He was no longer on the terrace. She looked
about her uncertainly. Where would he have gone? He must be
somewhere in the villa's grounds. She set off to look for him.
He had told her once that when he had a lot
of thinking to do he liked to go where the hillside cascaded down
to the sea and he had built a vine-covered gazebo. He called it his
‘contemplation suite’. All his staff knew that when he was there
nothing and nobody was to disturb him. He was there now. He looked
up surprised at her approach and frowned. Melanie wanted to turn
and run but stuck to her guns.
‘I need to talk to you,’ she said with a
determination she didn’t feel.
‘My lawyer told me you signed the custody
agreement. He is fining tuning the details of access and when they
are complete we can talk,’ he said shortly.

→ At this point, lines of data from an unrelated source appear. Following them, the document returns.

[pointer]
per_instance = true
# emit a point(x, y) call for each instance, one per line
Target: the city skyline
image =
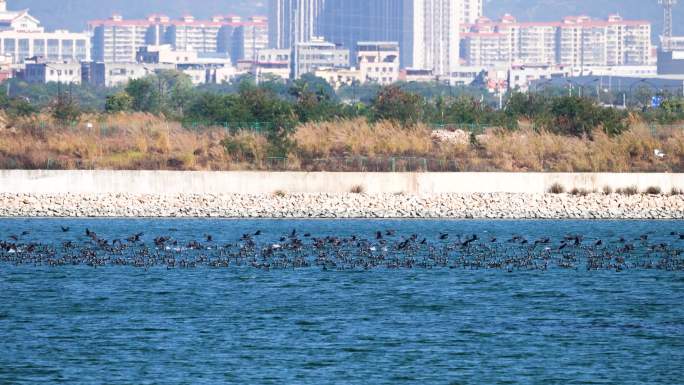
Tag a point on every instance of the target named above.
point(76, 13)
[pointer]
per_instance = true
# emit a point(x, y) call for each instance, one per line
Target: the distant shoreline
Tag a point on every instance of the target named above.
point(345, 206)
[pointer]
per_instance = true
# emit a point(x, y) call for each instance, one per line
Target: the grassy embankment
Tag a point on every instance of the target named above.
point(143, 141)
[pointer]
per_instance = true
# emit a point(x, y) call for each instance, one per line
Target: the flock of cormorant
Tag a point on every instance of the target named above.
point(385, 249)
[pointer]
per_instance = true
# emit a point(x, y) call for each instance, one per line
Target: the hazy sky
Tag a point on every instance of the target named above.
point(73, 14)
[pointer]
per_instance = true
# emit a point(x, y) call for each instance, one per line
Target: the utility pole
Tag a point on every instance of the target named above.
point(668, 5)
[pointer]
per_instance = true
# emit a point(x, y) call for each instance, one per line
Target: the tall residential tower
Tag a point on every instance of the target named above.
point(293, 21)
point(426, 30)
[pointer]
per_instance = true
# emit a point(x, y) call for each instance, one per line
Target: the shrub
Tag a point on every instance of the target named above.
point(119, 102)
point(632, 190)
point(556, 188)
point(579, 192)
point(653, 190)
point(358, 189)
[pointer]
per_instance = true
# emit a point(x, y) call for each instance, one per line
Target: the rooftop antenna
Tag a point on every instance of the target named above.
point(668, 5)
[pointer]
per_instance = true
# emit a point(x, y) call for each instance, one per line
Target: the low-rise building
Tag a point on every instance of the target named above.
point(319, 53)
point(117, 74)
point(378, 62)
point(22, 37)
point(41, 72)
point(273, 62)
point(338, 77)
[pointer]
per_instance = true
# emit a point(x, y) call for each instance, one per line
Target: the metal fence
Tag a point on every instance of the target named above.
point(363, 164)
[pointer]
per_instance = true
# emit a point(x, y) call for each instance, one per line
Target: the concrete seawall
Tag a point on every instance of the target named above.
point(173, 182)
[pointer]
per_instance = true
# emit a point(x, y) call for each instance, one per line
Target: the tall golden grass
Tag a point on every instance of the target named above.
point(143, 141)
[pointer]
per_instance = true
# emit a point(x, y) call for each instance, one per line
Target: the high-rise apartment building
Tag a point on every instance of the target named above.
point(294, 21)
point(427, 30)
point(316, 54)
point(575, 42)
point(472, 10)
point(116, 40)
point(22, 37)
point(250, 38)
point(435, 27)
point(584, 42)
point(378, 62)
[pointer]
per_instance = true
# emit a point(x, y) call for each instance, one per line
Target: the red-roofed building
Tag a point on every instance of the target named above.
point(576, 41)
point(22, 37)
point(117, 40)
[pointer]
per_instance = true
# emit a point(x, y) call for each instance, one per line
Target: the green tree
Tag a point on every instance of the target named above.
point(119, 102)
point(65, 109)
point(392, 103)
point(145, 94)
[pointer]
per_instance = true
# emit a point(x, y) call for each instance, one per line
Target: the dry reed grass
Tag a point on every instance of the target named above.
point(143, 141)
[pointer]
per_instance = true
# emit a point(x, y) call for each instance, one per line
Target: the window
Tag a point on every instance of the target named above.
point(53, 49)
point(39, 47)
point(67, 49)
point(24, 49)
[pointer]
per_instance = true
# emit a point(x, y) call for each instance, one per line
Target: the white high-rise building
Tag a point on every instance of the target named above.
point(293, 21)
point(22, 37)
point(427, 30)
point(471, 11)
point(436, 35)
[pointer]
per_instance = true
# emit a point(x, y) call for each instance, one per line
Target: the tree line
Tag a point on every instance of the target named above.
point(285, 105)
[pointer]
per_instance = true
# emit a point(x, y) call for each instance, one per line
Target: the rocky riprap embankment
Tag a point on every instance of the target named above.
point(497, 205)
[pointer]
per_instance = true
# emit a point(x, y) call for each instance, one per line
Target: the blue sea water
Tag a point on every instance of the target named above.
point(122, 325)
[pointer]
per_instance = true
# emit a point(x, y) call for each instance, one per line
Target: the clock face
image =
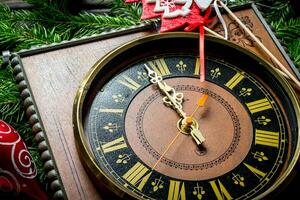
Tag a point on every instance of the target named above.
point(129, 136)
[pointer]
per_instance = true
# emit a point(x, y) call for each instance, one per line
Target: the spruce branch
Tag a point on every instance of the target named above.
point(132, 11)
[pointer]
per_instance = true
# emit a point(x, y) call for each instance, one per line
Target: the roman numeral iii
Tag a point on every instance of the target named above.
point(267, 138)
point(176, 190)
point(219, 190)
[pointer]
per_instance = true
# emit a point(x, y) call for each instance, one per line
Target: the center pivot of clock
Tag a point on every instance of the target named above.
point(185, 125)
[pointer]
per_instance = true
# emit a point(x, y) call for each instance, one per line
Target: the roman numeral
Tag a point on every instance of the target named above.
point(159, 66)
point(259, 105)
point(113, 145)
point(176, 190)
point(238, 77)
point(267, 138)
point(219, 190)
point(138, 175)
point(259, 174)
point(197, 67)
point(112, 110)
point(128, 82)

‘This is not about Electra,’ she said, ‘it’s
about us.’
‘I expect nothing from you. You need not
think I will try to come back into your life.’
His words seared at her heart but she
continued. ‘This is not about the future. It’s about the past.’
She couldn’t read his expression but she
ploughed on. ‘I don’t know what Mark has told you but I think you
need to hear it from me.’
His sigh was audible. ‘Mark told me he had a
fight with a man and knocked him down some stone steps. The man
ended up in a coma. Mark panicked and when he was arrested denied
he’d been there and asked you to give him an alibi.’
‘Yes, that’s all true,’ Melanie whispered.
She had been unfair to Mark. It seemed he had been honest. 'But you
must understand I couldn’t let him down?’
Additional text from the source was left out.